和歌山競輪GⅢ「開設76周年記念 GⅢオッズパーク杯和歌山グランプリ」が9日に開幕する。当地は昨年12月に約4半世紀ぶりのバンク全面改修を終え、再開。記念としてはバンク改修後、初となる開催だ。
地元近畿地区の大エースとして参戦する脇本雄太(36=福井)の状態、グランプリ後の心境は、一体どうなのか。

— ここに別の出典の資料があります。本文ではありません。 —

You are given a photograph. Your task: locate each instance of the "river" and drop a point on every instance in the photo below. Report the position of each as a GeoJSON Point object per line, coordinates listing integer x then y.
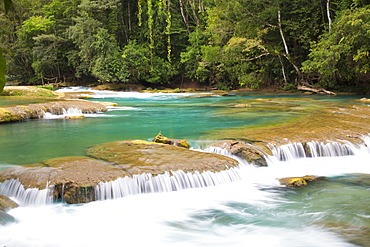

左ヒジの重傷を懸命のリハビリで克服し、昨年末の平塚グランプリに挑んだ。だが、近畿ラインの番手を回るも真杉匠の攻撃に後退させられてしまった。
まだ苦悶の表情を浮かべつつ「あそこは意地で頑張らないと、番手を回った意味がないので」と懸命に内を踏み続けたが、及ばず。自身は9着という結果に終わった。
ただ何より、自身の結果ではなく「悔しさというか、申し訳ない、反省という気持ち」とラインに迷惑をかけてしまったと沈痛に話した。ケガからの復帰戦だったということは、言い訳にはしない。あのレースでのマイナスをこれからの戦いで埋めていく。
左ヒジは「今回もまだ厳しい状態と思う」と治り切ってはいない。初日特選12Rは自力での戦いで「航続距離がどうかとかもつかまないと」と、これからが一歩という段階と説明した。加えて、南関ライン4車は強力そのもの。
しかし、番手の南修二が「とはいっても、脇本君は強いので」と話す信頼は支えになる。近畿2人で力を合わせ、昨年末からの逆襲のスタートとする。